Turn No. 1: Former Google software architect Dan Bornstein, who helped create Android, testified 25 April that he took some components of the Sun-developed Java code out of the configuration shortly after Oracle filed its lawsuit in 2010 – only months after acquiring Sun in January of that year.
Turn No. 2: The presiding judge, William Alsup, will need to decide whether or not it is proper that his court reinstitute a now-invalid Java patent.
This one could play a key role in whether Java application programming interfaces (APIs) are declared part of the open-source Java package or separate and sacrosanct from free use.
Oracle claims that Google illegally used several Java APIs that Oracle considers its own intellectual property to help build the Android operating system. Google contends that the APIs it used cannot be copyrighted because doing so would be similar to copyrighting a technique used to perform a task. Legally, techniques are not considered intellectual property.
The components Bornstein removed from Google’s 2010 edition of Android had been added to it by a third-party contractor, Noser Engineering of Switzerland, Bornstein told the court. Noser had been directed by the Google team about what parts of Java it could and could not use when contributing to the development, Bornstein said.
Asked why he took the code parts out, Bornstein explained that Android, like most ongoing software projects, is “a living project” that constantly is being updated and improved.
The former Google architect, who now works for a startup called The Obvious Corp, said at one point he was involved in an internal Google memo in which it was suggested that for Android coders and architects with Java experience, it was permissible to use what code they already knew but not allowable to simply copy code from other sources.
Most successful software developers always have a certain amount of “stuff in their heads” from previous projects, Bornstein said.
On the patent issue, Alsup heard statements from both Google and Oracle over the possible reissuance of one US patent, No. 5,966,702, which protects a Java API.
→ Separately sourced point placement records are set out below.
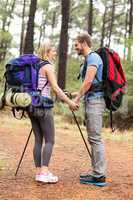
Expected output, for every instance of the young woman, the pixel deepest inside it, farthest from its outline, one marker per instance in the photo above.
(42, 120)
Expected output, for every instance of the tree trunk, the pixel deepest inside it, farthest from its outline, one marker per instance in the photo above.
(90, 17)
(63, 45)
(28, 46)
(130, 28)
(111, 23)
(103, 27)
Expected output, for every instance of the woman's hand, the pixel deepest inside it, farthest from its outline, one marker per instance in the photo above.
(73, 106)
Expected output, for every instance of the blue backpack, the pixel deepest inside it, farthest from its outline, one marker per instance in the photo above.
(21, 75)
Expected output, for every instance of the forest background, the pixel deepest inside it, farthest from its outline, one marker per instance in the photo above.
(25, 24)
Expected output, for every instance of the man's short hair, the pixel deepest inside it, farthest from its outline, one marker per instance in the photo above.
(84, 37)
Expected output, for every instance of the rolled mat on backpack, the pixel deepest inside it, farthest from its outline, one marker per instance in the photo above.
(17, 99)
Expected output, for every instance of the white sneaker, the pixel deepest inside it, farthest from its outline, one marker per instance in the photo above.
(37, 177)
(46, 178)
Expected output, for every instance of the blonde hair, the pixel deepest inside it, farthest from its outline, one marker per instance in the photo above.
(85, 37)
(44, 49)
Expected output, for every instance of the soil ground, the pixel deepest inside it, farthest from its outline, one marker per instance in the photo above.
(68, 161)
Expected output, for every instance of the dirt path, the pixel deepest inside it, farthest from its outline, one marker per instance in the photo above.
(69, 160)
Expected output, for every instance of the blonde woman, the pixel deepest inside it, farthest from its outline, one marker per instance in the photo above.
(42, 121)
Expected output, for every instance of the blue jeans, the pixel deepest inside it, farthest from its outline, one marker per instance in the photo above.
(94, 109)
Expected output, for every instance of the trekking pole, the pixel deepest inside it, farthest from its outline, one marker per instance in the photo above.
(23, 153)
(74, 116)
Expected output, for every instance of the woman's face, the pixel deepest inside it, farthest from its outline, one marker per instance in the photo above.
(52, 54)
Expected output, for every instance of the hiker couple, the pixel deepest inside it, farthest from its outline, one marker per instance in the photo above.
(43, 125)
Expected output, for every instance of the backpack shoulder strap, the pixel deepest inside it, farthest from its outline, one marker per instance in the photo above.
(41, 64)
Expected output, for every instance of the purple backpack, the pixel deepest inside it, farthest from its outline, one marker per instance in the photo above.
(22, 76)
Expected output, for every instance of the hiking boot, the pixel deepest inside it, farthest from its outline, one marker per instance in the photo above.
(101, 181)
(85, 175)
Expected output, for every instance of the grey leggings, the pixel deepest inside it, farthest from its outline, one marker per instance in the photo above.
(43, 127)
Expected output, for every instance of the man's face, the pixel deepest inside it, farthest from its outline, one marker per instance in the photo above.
(79, 47)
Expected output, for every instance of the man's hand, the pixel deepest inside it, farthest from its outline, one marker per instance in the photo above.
(77, 100)
(73, 106)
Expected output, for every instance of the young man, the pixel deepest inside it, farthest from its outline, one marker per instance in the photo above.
(91, 89)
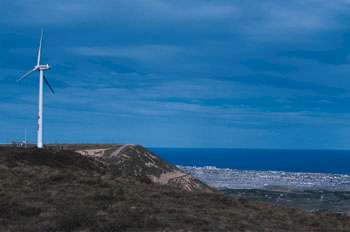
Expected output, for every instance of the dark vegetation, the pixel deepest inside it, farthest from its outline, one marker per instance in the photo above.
(52, 190)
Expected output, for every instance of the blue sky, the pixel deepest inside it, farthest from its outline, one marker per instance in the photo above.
(252, 74)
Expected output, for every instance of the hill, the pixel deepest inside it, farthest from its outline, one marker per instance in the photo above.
(62, 190)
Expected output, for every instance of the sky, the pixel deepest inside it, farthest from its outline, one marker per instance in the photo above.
(184, 73)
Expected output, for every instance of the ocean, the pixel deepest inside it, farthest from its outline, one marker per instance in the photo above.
(311, 161)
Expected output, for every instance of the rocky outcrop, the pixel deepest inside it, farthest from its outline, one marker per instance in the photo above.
(135, 160)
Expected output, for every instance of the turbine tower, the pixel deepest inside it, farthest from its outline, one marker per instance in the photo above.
(41, 68)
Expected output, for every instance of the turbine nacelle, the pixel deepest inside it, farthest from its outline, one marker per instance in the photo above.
(42, 67)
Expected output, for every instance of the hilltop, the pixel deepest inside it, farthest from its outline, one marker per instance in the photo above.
(60, 189)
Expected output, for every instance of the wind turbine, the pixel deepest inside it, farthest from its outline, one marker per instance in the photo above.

During pretrial due diligence in 2011, the US Patent Office ruled that it was invalid and disallowed for the trial after Google requested that the federal authority revisit it.
Later, however, Oracle appealed that decision, and the patent office subsequently reversed its ruling. Alsup now has to make a final decision to allow it back into evidence or strike it from the case completely.
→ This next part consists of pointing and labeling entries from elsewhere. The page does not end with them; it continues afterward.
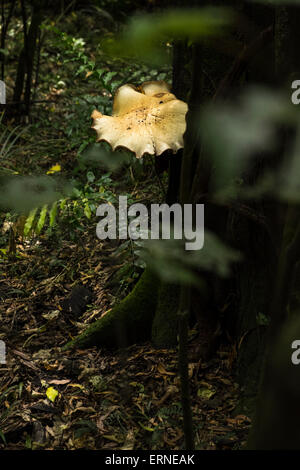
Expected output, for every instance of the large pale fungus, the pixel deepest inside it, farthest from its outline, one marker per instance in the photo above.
(145, 119)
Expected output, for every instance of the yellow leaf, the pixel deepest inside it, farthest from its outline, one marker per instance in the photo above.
(51, 393)
(54, 169)
(145, 119)
(205, 393)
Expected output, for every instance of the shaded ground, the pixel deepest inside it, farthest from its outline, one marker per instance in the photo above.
(106, 400)
(93, 399)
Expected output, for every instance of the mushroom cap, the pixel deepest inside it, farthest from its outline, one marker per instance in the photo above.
(145, 119)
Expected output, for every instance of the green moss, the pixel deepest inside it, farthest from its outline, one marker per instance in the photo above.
(165, 324)
(126, 323)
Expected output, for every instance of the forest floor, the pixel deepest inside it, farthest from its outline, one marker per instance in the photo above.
(97, 399)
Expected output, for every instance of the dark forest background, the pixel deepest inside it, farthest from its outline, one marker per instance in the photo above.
(125, 344)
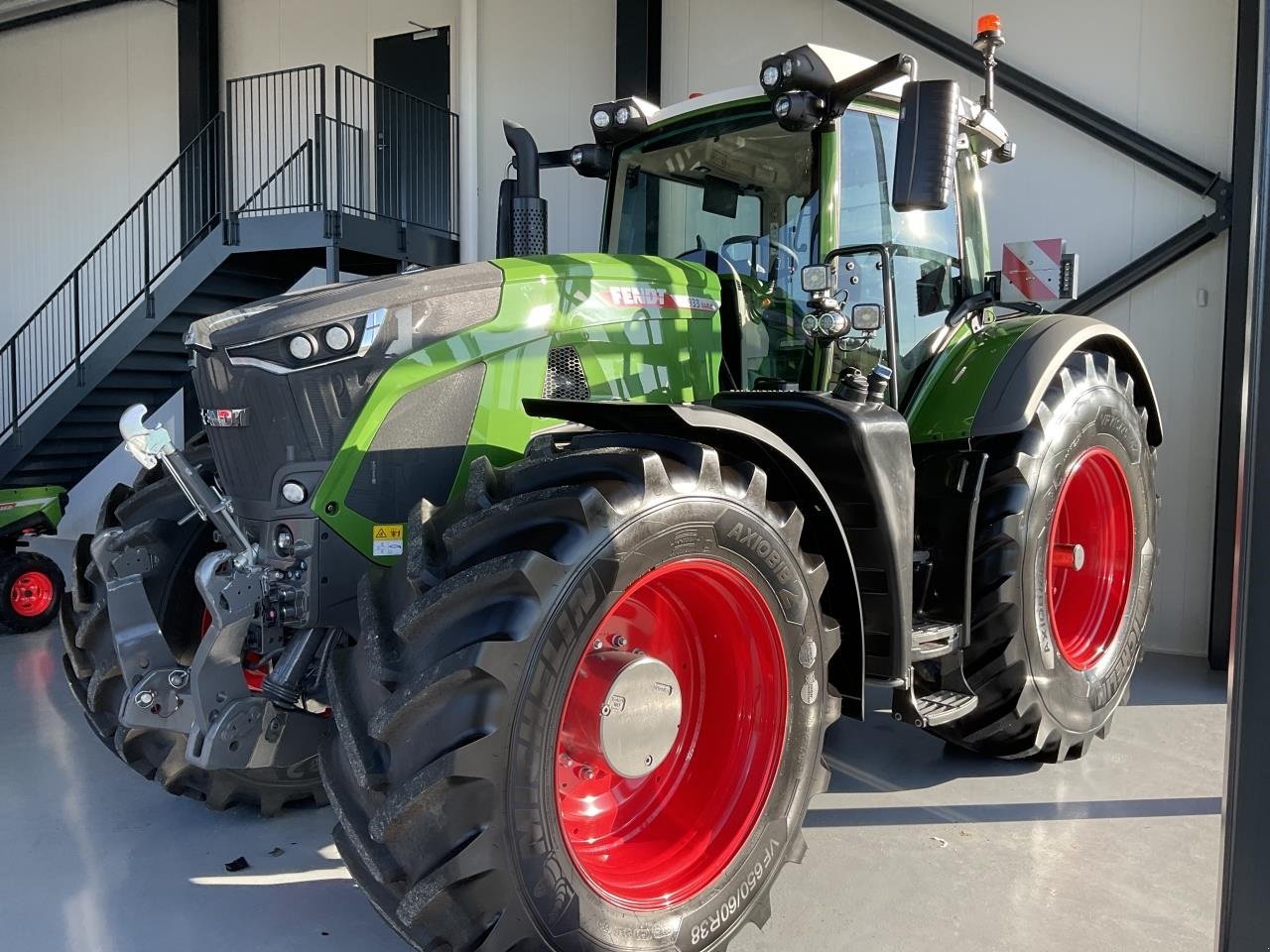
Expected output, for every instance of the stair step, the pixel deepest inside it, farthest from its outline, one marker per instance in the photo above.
(199, 304)
(103, 429)
(236, 285)
(119, 400)
(135, 380)
(944, 706)
(935, 639)
(72, 448)
(162, 362)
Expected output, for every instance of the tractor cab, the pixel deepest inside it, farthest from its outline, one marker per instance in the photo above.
(837, 202)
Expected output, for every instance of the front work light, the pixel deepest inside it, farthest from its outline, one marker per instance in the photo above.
(799, 112)
(621, 119)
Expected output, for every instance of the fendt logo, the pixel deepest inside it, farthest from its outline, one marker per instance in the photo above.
(225, 417)
(647, 296)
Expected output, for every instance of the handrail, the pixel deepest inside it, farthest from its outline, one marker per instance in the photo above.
(286, 163)
(400, 153)
(409, 171)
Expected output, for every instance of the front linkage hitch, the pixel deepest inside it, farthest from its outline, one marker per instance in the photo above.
(227, 725)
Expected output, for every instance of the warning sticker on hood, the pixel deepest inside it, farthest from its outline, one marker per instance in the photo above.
(388, 539)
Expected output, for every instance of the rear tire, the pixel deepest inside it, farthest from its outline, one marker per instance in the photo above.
(1051, 670)
(149, 515)
(31, 589)
(449, 765)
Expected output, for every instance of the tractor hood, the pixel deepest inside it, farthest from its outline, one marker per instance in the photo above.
(281, 382)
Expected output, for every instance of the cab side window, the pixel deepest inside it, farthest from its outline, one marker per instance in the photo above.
(925, 246)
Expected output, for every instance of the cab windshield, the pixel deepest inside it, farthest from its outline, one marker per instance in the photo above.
(740, 195)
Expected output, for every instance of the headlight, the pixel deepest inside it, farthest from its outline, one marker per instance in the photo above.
(338, 336)
(302, 347)
(832, 324)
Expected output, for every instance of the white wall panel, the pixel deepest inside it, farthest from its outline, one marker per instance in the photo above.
(87, 119)
(1161, 66)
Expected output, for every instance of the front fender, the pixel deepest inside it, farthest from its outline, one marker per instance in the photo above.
(785, 468)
Sun Microsystems co-founder and former CEO and Chairman Scott McNealy is scheduled to testify on 26 April.
Google contends that Oracle was planning on getting into the smartphone business itself, would have been a competitor to Android and simply wants to horn in on the profits of the popular open-source mobile device system. Ellison testified 17 April that Oracle did at one time consider acquiring Research In Motion, maker of the BlackBerry smartphone, and Palm Computing.
Android, released in 2008 by Google to partners such as Samsung, HTC and other manufacturers for smartphones and tablet PCs, now runs more than 300 million mobile devices.